IMF: Pakistan Submits Request for Emergency Lending

The International Monetary Fund (IMF) says Pakistan has formally requested financial assistance from the lender to help address the country’s economic challenges.

Pakistani Finance Minister Asad Umar submitted the request to IMF Managing Director Christine Lagarde during a meeting on the sidelines of the IMF and World Bank annual conference in Bali, Indonesia.

“An IMF team will visit Islamabad in the coming weeks to initiate discussions for a possible IMF-supported economic program,” an IMF statement Thursday quoted Lagarde as saying. “We look forward to our continuing partnership,” she added.

The statement did not specify how much money Pakistan is seeking.

About $12 billion

Pakistani Prime Minister Imran Khan said Wednesday his government needs about $12 billion in the short term to steer the country out of a looming balance-of-payments crisis.

In addition to an IMF bailout package, Khan said, the government is also seeking temporary loans from “friendly countries” to bridge the funding gap and boost Pakistan’s depleting foreign exchange reserves that hit a four-year low of $8.4 billion last week.

“We will get out of this. I will take (the country) out of this (crisis),” the prime minister, who took office in August, vowed in nationally televised comments.

Islamabad has gone to the IMF many times since the late 1980s. The last time was in 2013, when the government of former Prime Minister Nawaz Sharif got a $6.6 billion loan to tackle a similar crisis.

Pakistan’s rupee currency has suffered a record 7 percent devaluation since early this week when Khan’s young government announced it would seek IMF assistance to tackle a mounting balance of payments crisis.

​Belt and Road

Critics have cited, among other factors, China’s infrastructure loans to Pakistan as part of an economic development program Beijing has launched in its South Asia ally as part of President Xi Jinping’s global “Belt and Road Initiative” (BRI).

The United States, which is critical of China’s lending under BRI for allegedly saddling developing countries with debts, has cautioned Pakistan could use an IMF bailout package to pay off Chinese loans, assertions Islamabad and Beijing dismissed as misplaced.

U.S. State Department spokesperson Heather Nauert reiterated Thursday Washington’s reservations about Pakistan’s plans to seek IMF bailout package.

“This is something that we’ve been tracking fairly closely. … I think part of the reason that Pakistan found itself in this situation is Chinese debt and the fact that there is debt that governments have incurred that they maybe thought wouldn’t be so tough to bail themselves out of, but has become increasingly tough.”

Beijing and Islamabad maintain their mega-collaboration under the multibillion dollar China Pakistan Economic Corridor (CPEC), which is building transportation network, ports and power plants, has nothing to do with the current economic challenges facing the country.
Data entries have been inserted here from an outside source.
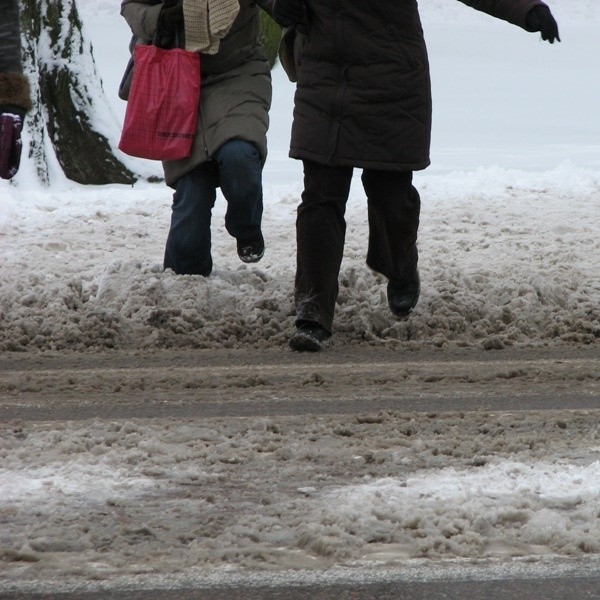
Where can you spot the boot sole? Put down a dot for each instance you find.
(304, 342)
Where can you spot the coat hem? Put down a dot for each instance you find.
(358, 163)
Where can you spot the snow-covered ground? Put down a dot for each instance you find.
(510, 216)
(509, 246)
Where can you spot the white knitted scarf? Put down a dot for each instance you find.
(206, 22)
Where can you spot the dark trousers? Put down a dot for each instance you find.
(237, 169)
(393, 208)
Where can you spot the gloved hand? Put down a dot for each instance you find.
(171, 17)
(540, 19)
(289, 12)
(11, 122)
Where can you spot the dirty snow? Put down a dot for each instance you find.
(96, 498)
(508, 240)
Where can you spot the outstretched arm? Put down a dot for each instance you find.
(532, 15)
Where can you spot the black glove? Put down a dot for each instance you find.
(171, 17)
(540, 18)
(289, 12)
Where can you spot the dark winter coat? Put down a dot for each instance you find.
(14, 87)
(363, 96)
(235, 87)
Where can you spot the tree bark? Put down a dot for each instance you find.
(69, 102)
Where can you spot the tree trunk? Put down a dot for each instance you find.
(70, 107)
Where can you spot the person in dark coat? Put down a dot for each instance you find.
(363, 99)
(230, 146)
(15, 99)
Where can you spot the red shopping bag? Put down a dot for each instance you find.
(162, 109)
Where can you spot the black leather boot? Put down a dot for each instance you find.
(403, 296)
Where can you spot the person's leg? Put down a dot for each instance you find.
(394, 209)
(240, 174)
(320, 236)
(187, 251)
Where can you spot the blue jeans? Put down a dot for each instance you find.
(237, 169)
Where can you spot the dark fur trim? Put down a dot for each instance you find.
(14, 89)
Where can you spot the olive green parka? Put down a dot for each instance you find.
(235, 82)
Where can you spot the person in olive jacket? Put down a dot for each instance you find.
(363, 99)
(230, 147)
(15, 99)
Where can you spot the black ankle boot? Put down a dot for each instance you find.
(403, 296)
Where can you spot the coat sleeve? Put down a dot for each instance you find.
(513, 11)
(142, 17)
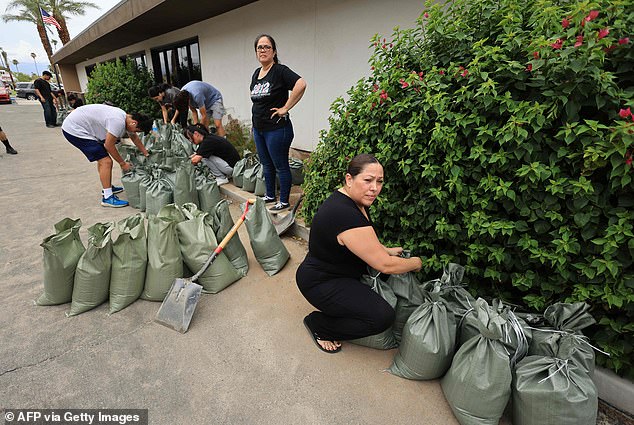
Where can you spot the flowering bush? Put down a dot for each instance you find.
(506, 134)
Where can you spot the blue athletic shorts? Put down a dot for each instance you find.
(93, 149)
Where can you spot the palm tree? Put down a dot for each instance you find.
(62, 8)
(28, 11)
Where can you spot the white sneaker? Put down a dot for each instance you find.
(221, 180)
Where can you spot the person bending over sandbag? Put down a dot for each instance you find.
(342, 244)
(215, 152)
(94, 130)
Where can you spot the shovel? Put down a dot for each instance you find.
(284, 223)
(178, 307)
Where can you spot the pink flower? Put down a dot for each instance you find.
(603, 32)
(592, 15)
(624, 113)
(579, 42)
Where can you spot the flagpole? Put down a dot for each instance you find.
(39, 11)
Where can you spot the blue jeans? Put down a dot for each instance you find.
(50, 113)
(273, 149)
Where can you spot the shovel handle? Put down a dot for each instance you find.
(224, 242)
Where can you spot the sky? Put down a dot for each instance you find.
(20, 39)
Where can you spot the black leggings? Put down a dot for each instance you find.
(348, 308)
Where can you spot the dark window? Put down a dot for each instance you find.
(178, 63)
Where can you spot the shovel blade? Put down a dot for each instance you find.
(178, 307)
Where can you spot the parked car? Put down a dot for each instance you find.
(5, 95)
(27, 90)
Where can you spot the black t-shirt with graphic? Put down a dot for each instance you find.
(271, 92)
(44, 87)
(220, 147)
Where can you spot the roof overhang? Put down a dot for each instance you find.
(132, 21)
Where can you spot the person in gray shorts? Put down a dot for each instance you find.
(204, 98)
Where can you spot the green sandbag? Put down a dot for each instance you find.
(429, 338)
(551, 391)
(566, 321)
(260, 185)
(234, 250)
(384, 340)
(185, 185)
(197, 242)
(129, 260)
(266, 244)
(165, 262)
(409, 295)
(62, 251)
(208, 193)
(159, 193)
(478, 383)
(92, 276)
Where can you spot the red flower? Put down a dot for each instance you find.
(592, 15)
(603, 32)
(624, 113)
(579, 42)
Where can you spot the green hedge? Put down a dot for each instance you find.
(125, 85)
(505, 134)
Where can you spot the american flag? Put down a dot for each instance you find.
(48, 19)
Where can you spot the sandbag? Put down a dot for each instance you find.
(92, 276)
(185, 190)
(478, 383)
(384, 340)
(234, 250)
(197, 241)
(266, 244)
(129, 261)
(566, 322)
(428, 341)
(552, 391)
(62, 251)
(165, 262)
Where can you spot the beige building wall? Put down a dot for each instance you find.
(324, 41)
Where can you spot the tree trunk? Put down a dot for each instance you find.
(64, 35)
(44, 40)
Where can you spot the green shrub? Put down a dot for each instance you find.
(124, 85)
(506, 138)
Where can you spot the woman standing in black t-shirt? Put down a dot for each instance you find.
(272, 128)
(341, 245)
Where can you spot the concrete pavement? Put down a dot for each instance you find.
(246, 359)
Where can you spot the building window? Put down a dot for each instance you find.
(178, 63)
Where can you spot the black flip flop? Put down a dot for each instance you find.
(316, 339)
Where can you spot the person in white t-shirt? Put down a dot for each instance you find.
(94, 130)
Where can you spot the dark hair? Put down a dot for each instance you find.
(181, 101)
(197, 127)
(159, 88)
(357, 163)
(144, 123)
(255, 45)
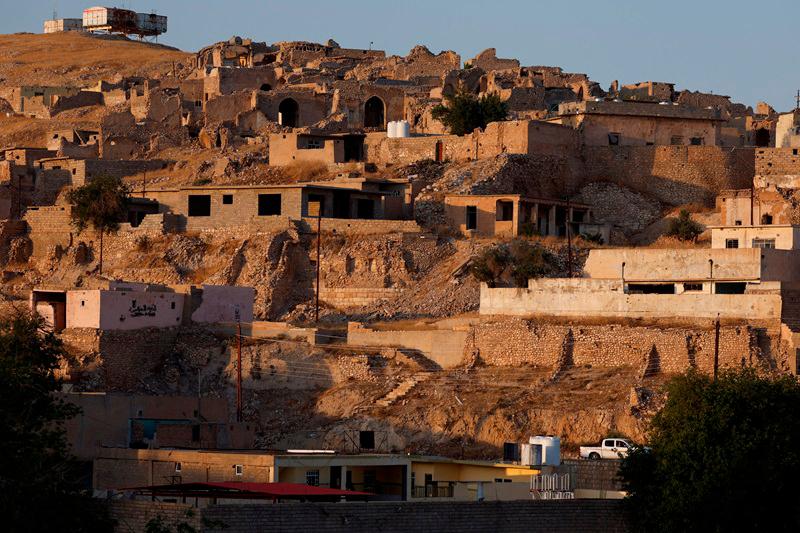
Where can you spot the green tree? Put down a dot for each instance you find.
(723, 456)
(102, 204)
(464, 112)
(38, 478)
(683, 227)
Pakistan’s total external debt stands at just more than $69 billion, including $8.3 billion Chinese loans.

Absolute transparency

Lagarde also responded to those concerns at a news conference just a few hours before she announced receiving the funding request from Pakistan.

She emphasized that any IMF loan to Pakistan or other countries requires “a complete understanding and absolute transparency about the nature, size and terms of the debt that is bearing on a particularly country.”

This requires, explained Lagarde, an assessment of both sovereign and state enterprise debt to actually determine the debt sustainability of a country as financing programs are considered.

Khan, who came to power on an anti-corruption agenda, blames previous Pakistani rulers’ alleged mismanagement and corruption for current economic woes. He has vowed to recover the stolen funds, most of which he asserts, have been stashed away in foreign bank accounts to buy expensive properties.

Critics warn of higher bills, taxes

Critics say an IMF program would lead to increased utility bills, rising taxes, further depreciation of the rupee and a slowdown in economic growth. The measures would undercut Khan’s election promises, including 10 million new jobs and the establishment of a “welfare state” during the government’s five-year mandated term in office.

Khan dismissed criticism Wednesday and encouraged Pakistanis not to get frustrated.

“This is a very small period (of crisis). Our country is a rich country, it is blessed by Allah. This country will come out of crisis,” he said. Khan went on to announce an ambitious massive nationwide low-cost house scheme with the aim of building 5 million homes in the next five years.

The Pakistani government has embarked on a series of populist austerity measures such as dedicating the palatial prime minister’s complex in Islamabad to building a university, retaining just four people to serve Khan from more than 500 staff the previous leaders used, and auctioning luxury cars.